1. This is an application which purports to have been made under Section 115, Civil P.C. it arises out of insolvency proceedings and therefore we think that the proper section under which to entertain this petition is Section 75, Insolvency Act, and we accordingly do so. It appears that a firm, Murlidhar Manglal, was actually declared insolvent on 30th May 1929, and two years' time was allowed by the order to apply for a discharge. The insolvents made an application for a discharge on 2nd July 1931 and two days later the receiver supported the application by his petition dated 4th July 1931. The Court extended the time for applying for a discharge. The creditor whose application we have got before us appealed to the District Judge and he upheld the order appealed against. Before us it is contended that it was not open to the Insolvency Court to extend the time for discharge after the expiry of the time originally fixed, inasmuch as no application had been made previously to the expiry of that period. The application was made under Section 43, Insolvency Act, which says that, in case no application is made within the period specified by the Court, the order of adjudication shall be annulled. Section 27, Insolvency Act, lays down that the Court is entitled, on sufficient cause being shown, to extend the period within which a debtor shall apply for his discharge. It is a rule of interpretation of statutes that we cannot read two different portions of the same statute in a manner so as to make one provision contradict the other. In this view we must hold that the Court has power to grant further time to the judgment-debtor to apply for discharge.

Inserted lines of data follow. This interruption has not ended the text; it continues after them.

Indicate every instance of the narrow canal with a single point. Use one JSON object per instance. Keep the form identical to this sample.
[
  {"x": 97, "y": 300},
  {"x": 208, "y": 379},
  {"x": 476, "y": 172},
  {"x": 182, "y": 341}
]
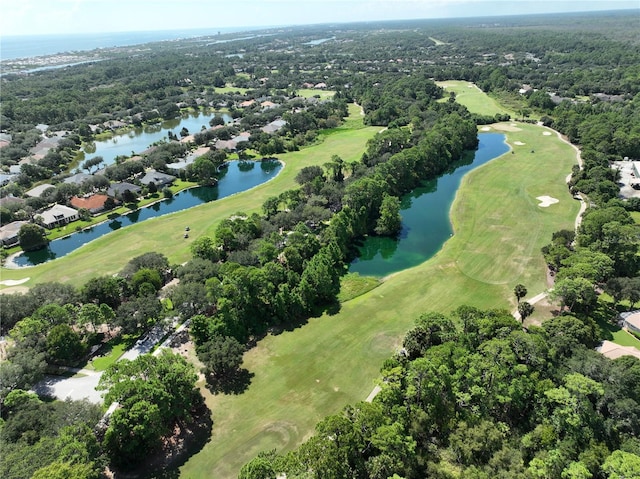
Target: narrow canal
[{"x": 238, "y": 177}]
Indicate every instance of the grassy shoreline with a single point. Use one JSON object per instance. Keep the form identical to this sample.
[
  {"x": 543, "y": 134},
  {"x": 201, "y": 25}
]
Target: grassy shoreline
[
  {"x": 300, "y": 377},
  {"x": 110, "y": 253}
]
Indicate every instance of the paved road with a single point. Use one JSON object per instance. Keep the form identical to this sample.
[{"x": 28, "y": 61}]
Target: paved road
[{"x": 83, "y": 384}]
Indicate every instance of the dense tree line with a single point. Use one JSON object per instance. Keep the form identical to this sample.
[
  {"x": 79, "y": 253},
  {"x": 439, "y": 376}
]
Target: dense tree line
[
  {"x": 257, "y": 272},
  {"x": 473, "y": 395}
]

2. In cases where the Court is empowered to grant further time it has been held that this power implies within it a power to grant an extension even after the expiry of the time originally granted. This view was taken by their Lordships of the Privy Council in Badri Narain v. Sheo Koer (1890) 17 Cal 512. It is true that this ruling was given under the Civil Procedure Code of 1882, but the principle is the same. In our view therefore it was open to the Insolvency Court to extend the time for applying for a discharge even after the expiry of the period originally fixed. If the annulment of the adjudication be not automatic, then the Court must always have power to extend time even after the expiry of the original period. In this Court two learned Judges have held in Hari Ram v. Krishan Ram : AIR1927All418 , that there is no automatic annulment of an adjudication. If this view be correct then the power of the Court to extend time after the expiry of the original period does exist. The view which we are taking is amply supported by authorities of other Courts, namely, A.J.E. Abraham v. H.B. Sookias : AIR1924Cal777 , Gopal Ram v. Magni Ram A.I.R 1928 Pat 338 and Palani Goundan v. Official Receiver, Coimbatore A.I.R. 1930 Mad 389. We see no reason to go against so many authorities with which we, with all respects, agree. The result is that the application fails on the merits and is hereby dismissed with costs.